In the Hoeber Bros new comic book from Image, The Mission, you don't get angels with wings or any of that fantasy clap-trap - you just get a mean looking Archangel Gabriel blackmailing a guy called Paul into killing someone else in the endless battle between good and evil in the multidimensional universe that occasionally spills over into our own puny four-dimensional world.
And if Paul doesn't cooperate. Well, believe me, he's gonna regret it!
"We're always attracted to characters who are people we could identify with and yet are put through incredibly tortured or difficult circumstances — the idea being that you don't really know who you are until you've been tested or suffered in some way," says Erich Hoeber. "People in our country and in our world have such strong religious beliefs. They seem abstract yet they cause people to do all kinds of amazing things, both good and evil."
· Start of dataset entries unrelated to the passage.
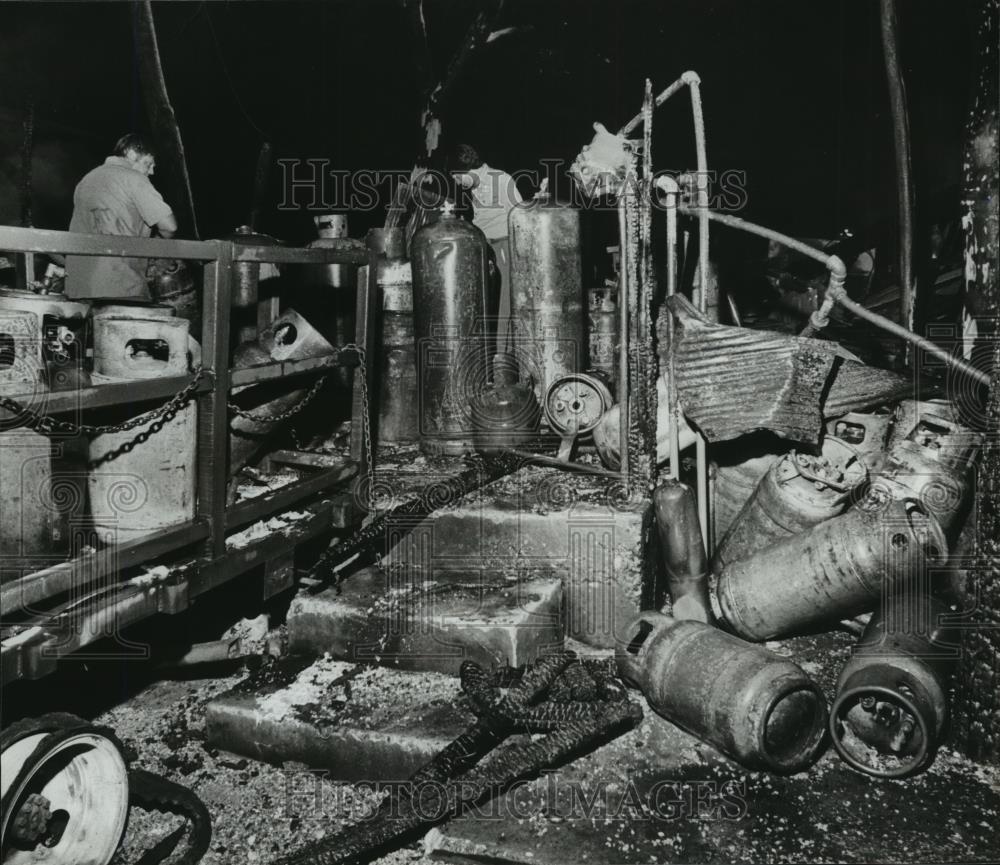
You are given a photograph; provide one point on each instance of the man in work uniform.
(117, 198)
(494, 195)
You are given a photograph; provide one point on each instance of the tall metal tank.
(138, 487)
(455, 322)
(547, 302)
(398, 419)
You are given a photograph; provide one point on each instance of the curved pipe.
(670, 188)
(835, 290)
(901, 145)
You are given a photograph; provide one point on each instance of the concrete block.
(359, 723)
(540, 523)
(375, 618)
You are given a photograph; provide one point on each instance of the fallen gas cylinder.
(931, 458)
(758, 708)
(833, 571)
(797, 492)
(892, 704)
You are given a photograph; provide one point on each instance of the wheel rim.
(84, 778)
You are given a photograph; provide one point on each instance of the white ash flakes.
(322, 680)
(262, 528)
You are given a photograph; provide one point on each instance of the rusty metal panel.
(734, 380)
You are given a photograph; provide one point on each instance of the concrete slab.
(359, 723)
(375, 618)
(543, 522)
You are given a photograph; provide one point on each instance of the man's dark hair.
(465, 157)
(133, 141)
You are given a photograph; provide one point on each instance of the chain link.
(49, 425)
(264, 417)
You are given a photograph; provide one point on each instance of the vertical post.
(624, 299)
(213, 418)
(362, 422)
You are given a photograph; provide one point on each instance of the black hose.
(572, 727)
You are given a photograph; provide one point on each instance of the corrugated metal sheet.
(733, 380)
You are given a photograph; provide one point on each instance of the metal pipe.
(623, 302)
(901, 145)
(838, 272)
(672, 191)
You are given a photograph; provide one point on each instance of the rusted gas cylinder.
(865, 431)
(932, 458)
(833, 571)
(602, 318)
(398, 419)
(332, 231)
(754, 706)
(683, 550)
(546, 278)
(290, 337)
(139, 487)
(892, 701)
(733, 487)
(247, 275)
(797, 492)
(455, 315)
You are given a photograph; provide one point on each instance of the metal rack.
(49, 613)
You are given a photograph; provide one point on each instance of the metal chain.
(263, 417)
(48, 425)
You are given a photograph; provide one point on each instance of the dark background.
(794, 95)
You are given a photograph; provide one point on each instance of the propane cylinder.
(290, 337)
(683, 550)
(129, 346)
(137, 488)
(733, 487)
(455, 318)
(866, 432)
(546, 281)
(892, 704)
(602, 316)
(833, 571)
(248, 274)
(758, 708)
(398, 419)
(797, 492)
(332, 231)
(505, 415)
(931, 458)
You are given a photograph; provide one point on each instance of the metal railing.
(38, 598)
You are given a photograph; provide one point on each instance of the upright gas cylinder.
(290, 337)
(833, 571)
(332, 231)
(398, 419)
(760, 709)
(892, 701)
(683, 550)
(138, 487)
(602, 318)
(455, 318)
(733, 487)
(931, 458)
(547, 291)
(249, 274)
(796, 493)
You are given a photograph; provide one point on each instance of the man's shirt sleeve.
(150, 204)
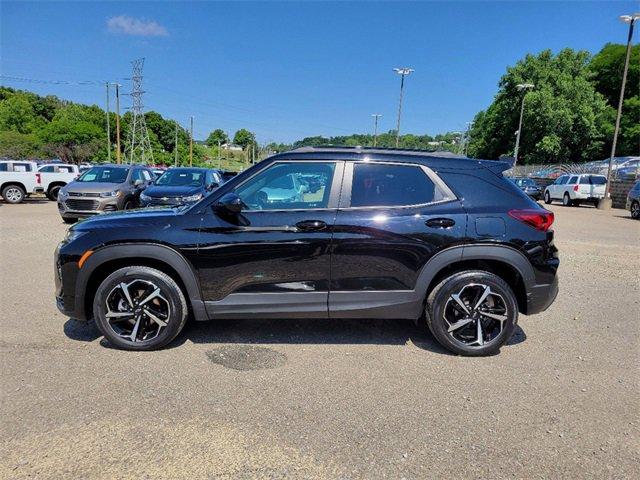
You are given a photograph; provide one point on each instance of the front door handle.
(440, 222)
(311, 225)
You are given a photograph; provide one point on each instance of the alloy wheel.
(475, 315)
(137, 311)
(13, 194)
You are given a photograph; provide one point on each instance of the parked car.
(103, 189)
(385, 236)
(18, 180)
(633, 200)
(179, 186)
(576, 189)
(54, 176)
(528, 186)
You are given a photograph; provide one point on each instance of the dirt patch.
(247, 357)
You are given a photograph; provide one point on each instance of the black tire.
(438, 304)
(139, 278)
(52, 194)
(13, 194)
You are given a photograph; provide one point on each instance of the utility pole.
(219, 156)
(108, 126)
(521, 87)
(404, 71)
(605, 203)
(118, 160)
(175, 147)
(375, 116)
(191, 144)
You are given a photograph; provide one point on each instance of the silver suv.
(102, 189)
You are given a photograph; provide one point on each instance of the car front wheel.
(139, 308)
(472, 313)
(13, 194)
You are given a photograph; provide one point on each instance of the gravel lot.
(325, 399)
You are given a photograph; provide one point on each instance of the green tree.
(244, 138)
(564, 117)
(218, 135)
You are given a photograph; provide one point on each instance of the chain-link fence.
(622, 168)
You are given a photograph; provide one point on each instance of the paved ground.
(325, 399)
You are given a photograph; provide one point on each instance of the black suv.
(382, 234)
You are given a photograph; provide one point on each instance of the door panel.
(378, 252)
(270, 262)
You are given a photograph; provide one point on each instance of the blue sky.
(289, 70)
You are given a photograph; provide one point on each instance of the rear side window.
(384, 185)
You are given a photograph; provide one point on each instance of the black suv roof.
(433, 159)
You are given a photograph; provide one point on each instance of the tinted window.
(391, 185)
(21, 167)
(104, 174)
(281, 186)
(181, 178)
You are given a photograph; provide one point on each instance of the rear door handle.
(440, 222)
(311, 225)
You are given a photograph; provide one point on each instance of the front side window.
(289, 186)
(386, 185)
(104, 175)
(181, 178)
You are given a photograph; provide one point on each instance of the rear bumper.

His brother Jon agrees, and is proud of the existentialist quality of the book. He's fascinated by how people would react if suddenly faced with a supernatural being who was amazingly more powerful than them. It's one thing to ritualise it in church on a Sunday but what if an angel really turned up - and how would you know it was good? "Is this guy really who he says he is?" Erich asks, "Can you trust him? How do you know what he's saying is real? The idea of what you can know and what you can't know — what is knowable at all, what is truth — is central to this. This is not a guy who looks like a good guy. This is a guy who looks a lot more like a mob enforcer than an angel. And he's not a nice guy. He's a brute, he's a bully — he seems a little bit like a psychopath."
Although the brothers also write movie scripts, they prefer the comic book medium. "You're much more close to the final product, and there's a lot fewer people involved," Erich explains, "You're telling the story much more directly visually — you don't have a director in between you and the movie to get in the middle. You get to do a lot of that work yourself."